The person who fired the shot has not yet been identified, the colleagues added.
Moi’s body was found on Thursday, lying in the field where he was shot, a Reuters reporter stated.
This incident came just few days after President Salva Kiir issued a warning to journalists.
"The freedom of press does not mean that you work against your country. And if anybody among them does not know this country has killed people, we will demonstrate it one day on them," Kiir told a news conference on Sunday, without elaborating.
Officials of the Police and government were not immediately available for any comments.
The president declined to sign a peace treaty proposed by mediators on Monday, in an attempt to end the country's 20-month conflict, stating that he had some reservations about the pact and requested for an extra two weeks extension.
Tom Rhodes, the East Africa representative for Press Freedom Group, Committee to Protect Journalists, told Reuters that the killing would make media's work much more difficult at a time when the public demands information to be released regarding the search for a peace settlement.

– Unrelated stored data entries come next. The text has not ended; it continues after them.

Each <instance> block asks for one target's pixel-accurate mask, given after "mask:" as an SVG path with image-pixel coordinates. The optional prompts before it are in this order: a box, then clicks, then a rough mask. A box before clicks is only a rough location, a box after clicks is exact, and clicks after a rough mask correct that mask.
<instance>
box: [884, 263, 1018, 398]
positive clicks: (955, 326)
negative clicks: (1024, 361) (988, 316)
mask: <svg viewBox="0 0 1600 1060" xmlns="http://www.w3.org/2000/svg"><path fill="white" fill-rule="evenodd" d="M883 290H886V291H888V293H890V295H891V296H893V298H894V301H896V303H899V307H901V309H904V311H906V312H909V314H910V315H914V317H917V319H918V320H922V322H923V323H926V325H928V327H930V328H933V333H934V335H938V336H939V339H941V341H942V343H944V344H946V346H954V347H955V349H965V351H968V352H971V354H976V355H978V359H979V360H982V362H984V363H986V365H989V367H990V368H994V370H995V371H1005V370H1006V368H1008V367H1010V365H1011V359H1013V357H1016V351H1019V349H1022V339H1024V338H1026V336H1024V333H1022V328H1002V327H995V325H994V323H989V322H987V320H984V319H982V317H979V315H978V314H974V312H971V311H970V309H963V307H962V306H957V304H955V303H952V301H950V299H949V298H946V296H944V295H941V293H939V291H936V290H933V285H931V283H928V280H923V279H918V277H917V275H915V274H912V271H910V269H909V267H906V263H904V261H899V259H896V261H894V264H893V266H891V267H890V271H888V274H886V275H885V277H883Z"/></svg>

"A very foreboding sign, the journalist was killed just three days after President Salva Kiir threatened to target journalists before departing for peace talks in Addis Ababa," Rhodes said.
"It is still too early to tell whether there is a link but this tragedy will certainly cast a pall over independent reporting in the country as South Sudanese journalists are increasingly forced to self-censor as a means of survival," he added.
The newly established state of South Sudan has been plunged in a political turmoil since it gained independence from Sudan in 2011, which has killed over 10,000 people and displaced more than 2 million.
The country has descended into chaos in December 2013 when a political row between Kiir and his deputy Riek Machar spiralled into armed conflict that reopened ethnic fault lines.